Article

Brief Communication

Ann Lab Med 2020; 40(1): 72-75

Published online January 1, 2020 https://doi.org/10.3343/alm.2020.40.1.72

Copyright © Korean Society for Laboratory Medicine.

Performance Evaluation of the QXDx BCR-ABL %IS Droplet Digital PCR Assay

Hee-Jung Chung , M.D.1, Mina Hur , M.D., Ph.D.1, Sumi Yoon , M.D.1, Keumrock Hwang , M.D., Ph.D.2*, Hwan-Sub Lim , M.D., Ph.D.2, Hanah Kim , M.D., Ph.D.1, Hee-Won Moon , M.D., Ph.D.1, and Yeo-Min Yun, M.D., Ph.D.1

1Department of Laboratory Medicine, Konkuk University School of Medicine, Seoul, Korea; 2Department of Laboratory Medicine, Seoul Clinical Laboratories, Yongin, Korea

Correspondence to: Mina Hur, M.D., Ph.D.
Department of Laboratory Medicine, Konkuk University School of Medicine, Konkuk University Medical Center, 120-1 Neungdong-ro, Gwangjin-gu, Seoul 05030, Korea
Tel: +82-2-2030-5581 Fax: +82-2-2636-6764 E-mail: dearmina@hanmail.net

* Current affiliation is Samkwang Medical Laboratories, Seoul, Korea.

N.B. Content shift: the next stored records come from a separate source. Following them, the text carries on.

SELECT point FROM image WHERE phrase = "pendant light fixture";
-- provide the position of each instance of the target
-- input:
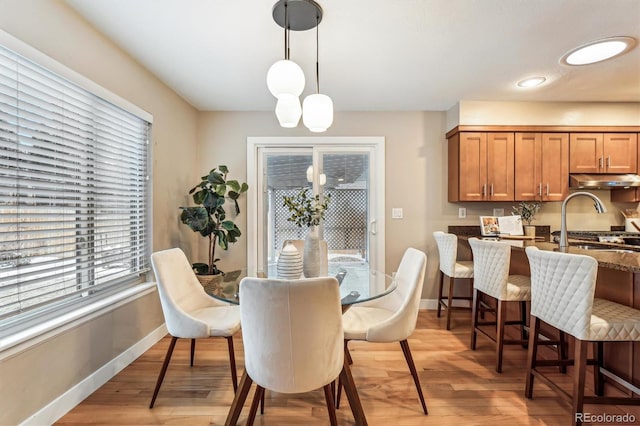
(317, 109)
(285, 81)
(285, 78)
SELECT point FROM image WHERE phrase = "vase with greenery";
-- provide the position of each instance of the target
(209, 217)
(527, 212)
(308, 211)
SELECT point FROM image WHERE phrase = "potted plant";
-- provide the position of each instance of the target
(308, 211)
(209, 217)
(527, 212)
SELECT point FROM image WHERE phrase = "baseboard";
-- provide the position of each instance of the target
(65, 402)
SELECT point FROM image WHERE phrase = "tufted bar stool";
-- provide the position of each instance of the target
(491, 261)
(562, 295)
(452, 269)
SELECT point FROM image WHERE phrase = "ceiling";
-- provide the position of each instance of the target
(377, 55)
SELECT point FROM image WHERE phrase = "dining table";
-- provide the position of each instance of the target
(357, 284)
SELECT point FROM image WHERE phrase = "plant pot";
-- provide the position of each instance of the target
(210, 281)
(529, 230)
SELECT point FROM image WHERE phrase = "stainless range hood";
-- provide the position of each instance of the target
(595, 181)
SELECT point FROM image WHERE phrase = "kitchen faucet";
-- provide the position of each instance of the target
(600, 208)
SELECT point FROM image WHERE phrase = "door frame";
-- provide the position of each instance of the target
(377, 166)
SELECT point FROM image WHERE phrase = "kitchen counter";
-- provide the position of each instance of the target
(618, 280)
(619, 260)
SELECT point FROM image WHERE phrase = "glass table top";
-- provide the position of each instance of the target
(356, 284)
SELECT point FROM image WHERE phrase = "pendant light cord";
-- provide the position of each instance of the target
(317, 56)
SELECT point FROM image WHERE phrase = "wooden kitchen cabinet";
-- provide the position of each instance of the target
(481, 166)
(603, 153)
(631, 195)
(541, 166)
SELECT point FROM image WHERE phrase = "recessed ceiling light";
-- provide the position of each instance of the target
(531, 82)
(599, 50)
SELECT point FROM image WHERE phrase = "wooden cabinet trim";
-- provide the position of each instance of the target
(546, 129)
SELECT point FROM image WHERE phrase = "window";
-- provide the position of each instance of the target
(74, 192)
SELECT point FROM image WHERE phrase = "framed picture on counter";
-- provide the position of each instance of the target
(505, 225)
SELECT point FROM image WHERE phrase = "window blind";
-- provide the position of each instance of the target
(74, 191)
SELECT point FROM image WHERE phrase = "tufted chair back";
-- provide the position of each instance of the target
(491, 267)
(562, 289)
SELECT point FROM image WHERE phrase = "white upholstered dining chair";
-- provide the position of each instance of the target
(453, 269)
(293, 339)
(189, 312)
(563, 296)
(391, 318)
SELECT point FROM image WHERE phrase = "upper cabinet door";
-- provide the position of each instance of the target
(585, 153)
(528, 166)
(500, 166)
(473, 166)
(620, 152)
(555, 166)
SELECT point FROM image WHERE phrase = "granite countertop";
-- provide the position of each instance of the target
(621, 258)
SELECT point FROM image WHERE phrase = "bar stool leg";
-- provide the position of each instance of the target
(439, 309)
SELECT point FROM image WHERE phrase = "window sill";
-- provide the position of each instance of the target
(20, 341)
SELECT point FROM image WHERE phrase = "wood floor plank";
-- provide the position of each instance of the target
(460, 386)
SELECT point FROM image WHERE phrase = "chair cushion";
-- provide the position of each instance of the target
(222, 320)
(613, 321)
(518, 288)
(463, 269)
(358, 320)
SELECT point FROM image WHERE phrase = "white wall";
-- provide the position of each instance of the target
(32, 378)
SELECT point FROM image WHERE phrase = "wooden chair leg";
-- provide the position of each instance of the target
(534, 329)
(238, 400)
(439, 308)
(404, 344)
(474, 318)
(562, 350)
(500, 323)
(523, 321)
(257, 397)
(232, 361)
(598, 378)
(348, 360)
(580, 368)
(331, 408)
(450, 301)
(163, 370)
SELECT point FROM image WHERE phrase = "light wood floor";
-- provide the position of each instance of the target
(461, 387)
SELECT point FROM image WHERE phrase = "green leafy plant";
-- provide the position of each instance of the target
(209, 217)
(306, 210)
(527, 211)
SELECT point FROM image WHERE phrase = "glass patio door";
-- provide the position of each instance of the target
(350, 225)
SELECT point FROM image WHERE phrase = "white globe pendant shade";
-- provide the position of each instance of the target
(317, 112)
(288, 110)
(285, 77)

Received: July 10, 2019; Revised: August 1, 2019; Accepted: August 16, 2019

This is an Open Access article distributed under the terms of the Creative Commons Attribution Non-Commercial License (http://creativecommons.org/licenses/by-nc/4.0) which permits unrestricted non-commercial use, distribution, and reproduction in any medium, provided the original work is properly cited.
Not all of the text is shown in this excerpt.